Bretagne : « Je ne suis pas un shérif »… Face aux cambriolages, ce maire patrouille la nuit dans sa commune

Pour savoir ce qui se raconte dans un bourg, rien ne vaut de pousser les portes du troquet du coin et de s’attabler au comptoir. Mais quand celui-ci est fermé, la boulangerie sert aussi de lieu de causerie. Et dans celle d’Iffendic (Ille-et-Vilaine), petite commune rurale située à l’ouest de Rennes, on parle beaucoup en ce moment de cambriolages. « Les gens ont peur, surtout les personnes âgées, et tout le monde fait attention », confie Laëtitia, la gérante des lieux. Depuis quelques semaines, la petite bourgade de 4.600 habitants ainsi que des patelins voisins font face à une vague inédite de cambriolages. « Je suis maire depuis vingt ans et il n’y en a jamais eu autant », assure Christophe Martins.
Cela a commencé au début du printemps par des vols chez des particuliers en pleine journée. « Ils ont carrément découpé la clôture de mon voisin pour lui voler son salon de jardin et son barbecue », confirme la fleuriste.

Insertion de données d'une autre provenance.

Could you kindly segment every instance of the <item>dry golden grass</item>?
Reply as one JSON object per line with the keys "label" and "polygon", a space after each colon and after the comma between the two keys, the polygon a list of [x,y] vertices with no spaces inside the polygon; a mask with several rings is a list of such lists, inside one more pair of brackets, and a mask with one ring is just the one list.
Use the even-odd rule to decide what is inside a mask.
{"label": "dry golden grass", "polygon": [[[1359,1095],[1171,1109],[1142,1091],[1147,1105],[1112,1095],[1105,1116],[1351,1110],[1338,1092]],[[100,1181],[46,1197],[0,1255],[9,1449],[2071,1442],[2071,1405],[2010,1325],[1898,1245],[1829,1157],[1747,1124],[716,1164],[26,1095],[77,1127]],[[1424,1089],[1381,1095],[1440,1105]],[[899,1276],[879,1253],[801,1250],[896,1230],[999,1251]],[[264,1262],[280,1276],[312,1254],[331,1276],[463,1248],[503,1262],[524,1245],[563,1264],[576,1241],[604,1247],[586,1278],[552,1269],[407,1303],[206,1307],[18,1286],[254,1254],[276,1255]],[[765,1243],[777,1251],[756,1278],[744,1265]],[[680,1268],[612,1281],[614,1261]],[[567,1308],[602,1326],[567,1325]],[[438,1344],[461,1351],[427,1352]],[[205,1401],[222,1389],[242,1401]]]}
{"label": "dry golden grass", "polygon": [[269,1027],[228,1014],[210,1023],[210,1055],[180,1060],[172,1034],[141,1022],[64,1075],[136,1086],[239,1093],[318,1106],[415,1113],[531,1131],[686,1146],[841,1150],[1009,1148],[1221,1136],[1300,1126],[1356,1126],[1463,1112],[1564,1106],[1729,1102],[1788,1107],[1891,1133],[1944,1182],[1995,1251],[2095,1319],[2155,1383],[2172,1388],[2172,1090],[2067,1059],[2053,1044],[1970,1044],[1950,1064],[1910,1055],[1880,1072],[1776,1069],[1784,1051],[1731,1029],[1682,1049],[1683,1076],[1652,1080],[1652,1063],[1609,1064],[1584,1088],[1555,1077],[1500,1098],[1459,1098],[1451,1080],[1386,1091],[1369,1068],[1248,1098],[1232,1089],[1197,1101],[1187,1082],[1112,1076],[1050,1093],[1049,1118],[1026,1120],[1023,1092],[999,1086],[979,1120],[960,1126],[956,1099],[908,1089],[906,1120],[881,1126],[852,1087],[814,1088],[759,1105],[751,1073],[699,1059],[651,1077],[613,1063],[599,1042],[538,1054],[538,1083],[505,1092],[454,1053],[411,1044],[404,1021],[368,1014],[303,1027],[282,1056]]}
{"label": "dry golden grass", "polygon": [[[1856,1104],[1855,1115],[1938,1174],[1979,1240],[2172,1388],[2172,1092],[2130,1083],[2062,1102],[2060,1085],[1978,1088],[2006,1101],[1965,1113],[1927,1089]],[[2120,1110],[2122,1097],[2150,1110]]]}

Les jours suivants, les camionnettes des artisans ont également été ciblées ainsi que plusieurs commerces dont la petite supérette, un salon de coiffure et la crêperie.
« C’était quasiment tous les deux jours à un moment », indique Christophe Martins, qui a déjà été victime lui-même de trois cambriolages et a dû installer un système d’alarme alors qu’il habite « en pleine campagne. » « Avant, on ne fermait jamais sa porte à clef mais les zones rurales sont désormais aussi touchées que les villes par les cambriolages », souligne l’élu du Parti radical de gauche.
« Je n’ouvre à personne le soir »
Dans le bourg, cette inquiétante série de délits suscite beaucoup d’émoi. Comme chez ses trois retraitées qui profitent du soleil généreux de cette fin avril sur un banc. « C’est triste car c’est très calme ici d’habitude mais là ça ne s’arrête pas, confie Odette. J’espère que les gendarmes vont rapidement interpeller les auteurs mais en attendant, je n’ouvre à personne le soir. » Pour rassurer ses ouailles, Christophe Martins et quelques collègues élus patrouillent désormais la nuit en voiture dans les secteurs touchés. « Je n’ai pas été élu maire pour ça et c’est beaucoup plus sympa de célébrer un mariage mais ça fait aussi partie de nos missions », indique-t-il.
Christophe Martins n’entend pas pour autant se substituer aux gendarmes, accusés par certains habitants sur les réseaux sociaux de ne rien faire pour endiguer le phénomène. « Je ne suis pas un shérif, ni un justicier et je ne vais pas arrêter les cambrioleurs, prévient l’élu. Je patrouille juste certaines nuits pour voir s’il n’y a pas des personnes qui rôdent ou pour relever les plaques de véhicules qui paraissent suspects. »
L’éclairage public rallumé la nuit
A l’entendre, son action n’a d’ailleurs rien d’exceptionnel. « Je ne suis pas le seul maire à tourner dans son bourg la nuit, cela arrive souvent dans les petites communes ou à la campagne », assure-t-il. Comme tant d’autres élus, Christophe Martins s’est également résolu à installer quatre caméras de vidéosurveillance dans sa commune. « Pas que pour les cambriolages mais aussi pour les tags, les dépôts sauvages de déchets et toutes ces incivilités qui usent les habitants », détaille l’édile.
Dans quelques jours, il remettra également l’éclairage public la nuit qu’il avait coupé il y a plusieurs mois pour des raisons économiques et écologiques. « Je ne suis pas persuadé que cela aura un effet mais si ça permet au moins de rassurer les habitants », concède le maire, qui aimerait surtout que cette vague de cambriolages cesse. Tout comme la boulangère. « On a justement quitté Rennes il y a quelques années après avoir été victime d’un cambriolage donc on n’est pas venu ici pour revivre ça », témoigne Laëtitia, qui « croise les doigts » pour ne pas être la prochaine sur la liste.